5.1.6 Barber-Cushman Mechanistic Model

A commonly-used model to predict the uptake of nutrients by plants is the Barber-Cushman model (Barber 1995). This model has also been used to describe the uptake of heavy metals, including uptake of zinc by rice (Adhikari and Rattan 2000), cadmium by maize and Thlaspi (Sterckeman et al. 2004) and zinc by Thlaspi (Whiting et al. 2003). The Barber-Cushman model includes plant and soil parameters, such as root geometry, growth and kinetic parameters for the uptake of ions, parameters which can only be determined in detailed, small scale experiments. In general, application of this kind of model helps to identify which factors determine metal uptake by plants from a research perspective, but is less useful for generic predictive modelling.

5.2 Application of Models

In most Risk Assessment studies, soil-plant transfer models have been used. Also the physiological model of Ingwersen and Streck (2006) has been applied in a small region. Human exposure due to vegetable consumption has been described in Elert et al. (Chapter 11 of this book). Soil-plant transfer models have been used in:

  • large-scale Risk Assessment on the basis of national soil data (Brus and Jansen 2004; Brus et al. 2002; De Vries et al. 2008);

  • derivation of critical soil concentrations (Brus et al. 2005; De Vries et al. 2007) on the basis of limit values for crops and fodder;

  • local and regional Risk Assessment on the basis of standard soil analysis in CLEA or CSOIL (Römkens et al. 2005); and

  • local and regional Risk Assessment on the basis of soil analysis and soil maps (Hough et al. 2004).

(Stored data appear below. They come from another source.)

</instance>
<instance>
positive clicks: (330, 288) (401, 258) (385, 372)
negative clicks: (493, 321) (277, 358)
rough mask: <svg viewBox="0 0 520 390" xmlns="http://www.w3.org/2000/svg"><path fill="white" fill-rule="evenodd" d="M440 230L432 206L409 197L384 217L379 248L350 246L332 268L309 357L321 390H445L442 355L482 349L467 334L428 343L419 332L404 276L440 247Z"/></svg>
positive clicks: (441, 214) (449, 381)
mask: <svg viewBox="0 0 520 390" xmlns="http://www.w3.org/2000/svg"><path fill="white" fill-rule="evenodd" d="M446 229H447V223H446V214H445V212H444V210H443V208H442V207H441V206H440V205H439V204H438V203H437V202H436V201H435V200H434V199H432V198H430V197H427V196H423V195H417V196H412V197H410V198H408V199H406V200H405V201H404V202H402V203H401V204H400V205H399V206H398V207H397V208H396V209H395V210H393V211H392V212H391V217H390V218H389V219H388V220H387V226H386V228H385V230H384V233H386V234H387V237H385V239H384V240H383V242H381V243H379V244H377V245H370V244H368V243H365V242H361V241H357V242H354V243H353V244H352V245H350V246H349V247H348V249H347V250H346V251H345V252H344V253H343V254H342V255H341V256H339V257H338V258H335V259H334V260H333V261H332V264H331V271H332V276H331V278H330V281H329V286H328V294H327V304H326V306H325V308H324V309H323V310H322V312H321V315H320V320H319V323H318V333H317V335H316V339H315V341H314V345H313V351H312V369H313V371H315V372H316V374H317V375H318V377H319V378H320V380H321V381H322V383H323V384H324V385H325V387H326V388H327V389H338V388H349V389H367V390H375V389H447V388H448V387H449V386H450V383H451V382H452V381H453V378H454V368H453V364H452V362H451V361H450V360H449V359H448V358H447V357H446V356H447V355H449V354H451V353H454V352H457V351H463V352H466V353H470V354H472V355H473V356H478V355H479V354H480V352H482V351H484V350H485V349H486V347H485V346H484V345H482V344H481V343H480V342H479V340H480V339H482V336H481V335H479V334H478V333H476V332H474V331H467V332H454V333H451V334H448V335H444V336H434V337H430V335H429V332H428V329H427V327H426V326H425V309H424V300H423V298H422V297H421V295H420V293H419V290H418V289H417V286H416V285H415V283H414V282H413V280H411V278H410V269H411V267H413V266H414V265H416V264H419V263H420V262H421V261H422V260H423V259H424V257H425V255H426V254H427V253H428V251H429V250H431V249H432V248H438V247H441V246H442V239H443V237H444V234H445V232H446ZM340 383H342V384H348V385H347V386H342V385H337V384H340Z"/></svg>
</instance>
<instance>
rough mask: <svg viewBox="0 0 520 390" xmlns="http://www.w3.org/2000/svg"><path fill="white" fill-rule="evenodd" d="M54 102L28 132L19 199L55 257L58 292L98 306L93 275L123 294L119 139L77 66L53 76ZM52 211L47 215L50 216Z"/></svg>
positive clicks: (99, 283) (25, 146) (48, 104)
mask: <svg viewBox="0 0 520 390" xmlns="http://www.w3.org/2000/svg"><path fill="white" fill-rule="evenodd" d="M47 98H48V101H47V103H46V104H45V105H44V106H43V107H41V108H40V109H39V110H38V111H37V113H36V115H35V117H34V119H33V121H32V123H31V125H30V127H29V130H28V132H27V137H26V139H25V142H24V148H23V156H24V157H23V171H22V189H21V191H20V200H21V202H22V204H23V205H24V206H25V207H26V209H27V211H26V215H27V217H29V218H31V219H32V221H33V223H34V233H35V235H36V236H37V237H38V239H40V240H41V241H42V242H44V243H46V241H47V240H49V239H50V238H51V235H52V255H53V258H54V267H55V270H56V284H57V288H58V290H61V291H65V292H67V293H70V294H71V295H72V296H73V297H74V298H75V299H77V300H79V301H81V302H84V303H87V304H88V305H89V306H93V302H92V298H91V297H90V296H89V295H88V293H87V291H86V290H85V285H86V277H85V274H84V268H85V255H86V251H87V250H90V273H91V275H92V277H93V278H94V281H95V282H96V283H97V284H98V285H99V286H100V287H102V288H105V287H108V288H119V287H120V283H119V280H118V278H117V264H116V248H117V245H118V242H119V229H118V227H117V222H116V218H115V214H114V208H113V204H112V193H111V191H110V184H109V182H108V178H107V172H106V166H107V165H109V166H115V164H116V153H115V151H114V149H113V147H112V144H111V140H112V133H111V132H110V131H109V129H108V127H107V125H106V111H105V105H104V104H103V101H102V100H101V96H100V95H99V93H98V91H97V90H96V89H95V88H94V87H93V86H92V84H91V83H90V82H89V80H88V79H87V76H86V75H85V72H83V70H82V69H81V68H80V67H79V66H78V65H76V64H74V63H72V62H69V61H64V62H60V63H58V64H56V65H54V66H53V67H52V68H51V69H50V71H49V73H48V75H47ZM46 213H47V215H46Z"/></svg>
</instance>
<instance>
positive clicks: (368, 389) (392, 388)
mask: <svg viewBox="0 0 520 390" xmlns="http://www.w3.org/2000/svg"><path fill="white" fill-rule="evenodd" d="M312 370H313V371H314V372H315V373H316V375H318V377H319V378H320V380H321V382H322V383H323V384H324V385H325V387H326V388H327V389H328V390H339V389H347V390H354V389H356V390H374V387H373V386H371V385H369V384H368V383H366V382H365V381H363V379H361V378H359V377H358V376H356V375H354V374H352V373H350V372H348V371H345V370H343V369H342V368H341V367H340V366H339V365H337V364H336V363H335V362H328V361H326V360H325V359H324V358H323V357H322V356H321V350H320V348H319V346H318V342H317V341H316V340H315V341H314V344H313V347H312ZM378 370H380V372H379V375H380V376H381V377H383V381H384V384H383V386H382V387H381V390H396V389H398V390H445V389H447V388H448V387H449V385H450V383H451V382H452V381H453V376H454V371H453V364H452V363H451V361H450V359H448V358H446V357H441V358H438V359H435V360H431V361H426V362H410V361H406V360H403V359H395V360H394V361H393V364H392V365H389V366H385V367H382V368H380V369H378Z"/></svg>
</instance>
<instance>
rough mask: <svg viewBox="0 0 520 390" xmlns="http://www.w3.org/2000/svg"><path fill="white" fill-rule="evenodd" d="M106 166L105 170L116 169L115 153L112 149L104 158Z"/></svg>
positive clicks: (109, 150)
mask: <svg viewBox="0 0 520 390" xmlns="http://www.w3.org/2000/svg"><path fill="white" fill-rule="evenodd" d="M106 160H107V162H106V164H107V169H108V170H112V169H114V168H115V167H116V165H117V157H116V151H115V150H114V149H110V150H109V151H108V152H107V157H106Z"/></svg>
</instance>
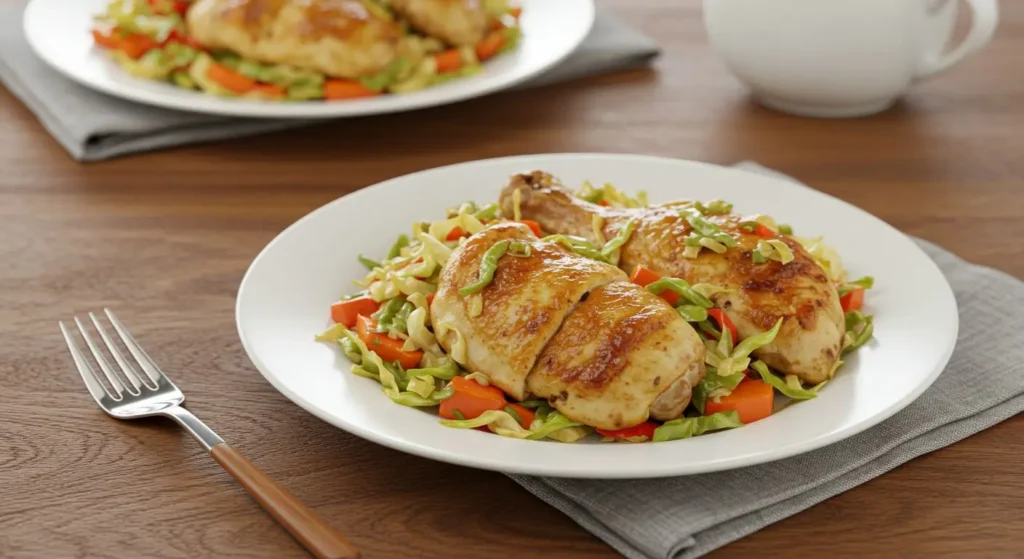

Soil-to-plant transfer models for metals can be applied in Risk Assessment studies on a regional and local scale, either as such or in combination with additional sampling of soil and vegetables. However, parameters of current models very much depend on soil and plant data on which they are based which renders most models suitable for local applications only. The applicability of generic soil-to-plant transfer models to predict heavy metal contents in local circumstances should be checked. Ideally the models are verified with measurements on soil and plants. A practical use of the models in Risk Assessment of vegetable gardens is, for example, to calibrate the models for the crops which have the highest contribution to metal intake by humans (e.g. potato, leafy vegetables) and to use generic models for all other crops. In the next chapters it will be shown that the use of the model also depends on the questions asked.